Joseph Bishop Keller | |
Birth Date: | July 31, 1923 |
Birth Place: | Paterson, New Jersey, U.S. |
Nationality: | American |
Death Place: | Stanford, California, U.S. |
Work Institutions: | New York University Stanford University |
Alma Mater: | New York University |
Thesis Title: | Reflection and transmission of electromagnetic waves by thin curved shells |
Doctoral Advisor: | Richard Courant |
Doctoral Students: | Herbert Bishop Keller George C. Papanicolaou Bernard J. Matkowsky L. Mahadevan |
Known For: | Keller–Miksis formulation Einstein–Brillouin–Keller method |
Joseph Bishop Keller (July 31, 1923 - September 7, 2016) was an American mathematician who specialized in applied mathematics. He was best known for his work on the "geometrical theory of diffraction" (GTD).[1]

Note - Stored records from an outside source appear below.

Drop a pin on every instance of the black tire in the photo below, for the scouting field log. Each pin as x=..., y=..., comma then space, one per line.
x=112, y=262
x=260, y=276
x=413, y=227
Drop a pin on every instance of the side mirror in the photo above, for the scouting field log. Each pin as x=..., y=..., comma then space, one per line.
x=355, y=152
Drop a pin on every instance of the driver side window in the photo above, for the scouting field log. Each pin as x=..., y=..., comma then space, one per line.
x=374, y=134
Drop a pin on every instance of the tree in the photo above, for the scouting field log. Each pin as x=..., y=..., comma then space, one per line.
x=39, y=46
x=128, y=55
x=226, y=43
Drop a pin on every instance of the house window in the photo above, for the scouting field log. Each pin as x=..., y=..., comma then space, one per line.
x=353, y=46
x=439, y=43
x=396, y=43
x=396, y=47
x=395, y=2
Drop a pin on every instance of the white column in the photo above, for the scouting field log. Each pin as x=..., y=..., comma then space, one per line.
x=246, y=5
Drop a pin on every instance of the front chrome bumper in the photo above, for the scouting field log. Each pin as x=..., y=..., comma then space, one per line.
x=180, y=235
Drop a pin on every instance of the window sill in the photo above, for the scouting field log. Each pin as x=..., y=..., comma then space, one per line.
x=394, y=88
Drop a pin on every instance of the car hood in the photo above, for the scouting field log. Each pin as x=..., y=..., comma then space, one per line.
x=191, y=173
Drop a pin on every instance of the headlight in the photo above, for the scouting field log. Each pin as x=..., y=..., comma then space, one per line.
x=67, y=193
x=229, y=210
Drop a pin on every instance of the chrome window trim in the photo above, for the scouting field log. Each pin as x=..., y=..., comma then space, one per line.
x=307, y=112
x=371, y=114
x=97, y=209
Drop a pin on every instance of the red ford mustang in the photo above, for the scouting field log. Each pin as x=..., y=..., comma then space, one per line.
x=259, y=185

Born in Paterson, New Jersey on July 31, 1923, Keller attended Eastside High School, where he was a member of the math team.[2] After earning his undergraduate degree in 1943 at New York University, Keller obtained his PhD in 1948 from NYU under the supervision of Richard Courant. He was a professor of mathematics in the Courant Institute at New York University until 1979. Then he was Professor of Mathematics and Mechanical Engineering at Stanford University until 1993, when he became professor emeritus.
Keller worked on the application of mathematics to problems in science and engineering, such as wave propagation. He contributed to the Einstein–Brillouin–Keller method for computing eigenvalues in quantum mechanical systems.
Keller was awarded a Lester R. Ford Award (shared with David W. McLaughlin) in 1976[3] and (not shared) in 1977.[4] In 1988 he was awarded the U.S. National Medal of Science, and in 1997 he was awarded the Wolf Prize by the Israel-based Wolf Foundation. In 1996, he was awarded the Nemmers Prize in Mathematics. In 1999 he was awarded the Ig Nobel Prize for calculating how to make a teapot spout that does not drip. With Patrick B. Warren, Robin C. Ball and Raymond E. Goldstein, Keller was awarded an Ig Nobel Prize in 2012 for calculating the forces that shape and move ponytail hair.[5] [6] In 2012 he became a fellow of the American Mathematical Society.[7]
Keller's second wife, Alice S. Whittemore, started her career as a pure mathematician but shifted her interests to epidemiology and biostatistics.Keller had a brother who was also a mathematician, Herbert B. Keller, who studied numerical analysis, scientific computing, bifurcation theory, path following and homotopy methods, and computational fluid dynamics. Herbert Keller was a professor at Caltech. Both brothers contributed to the fields of electromagnetics and fluid dynamics. Joseph Keller died in Stanford, California on September 7, 2016, from a recurrence of kidney cancer first diagnosed in 2003.[8]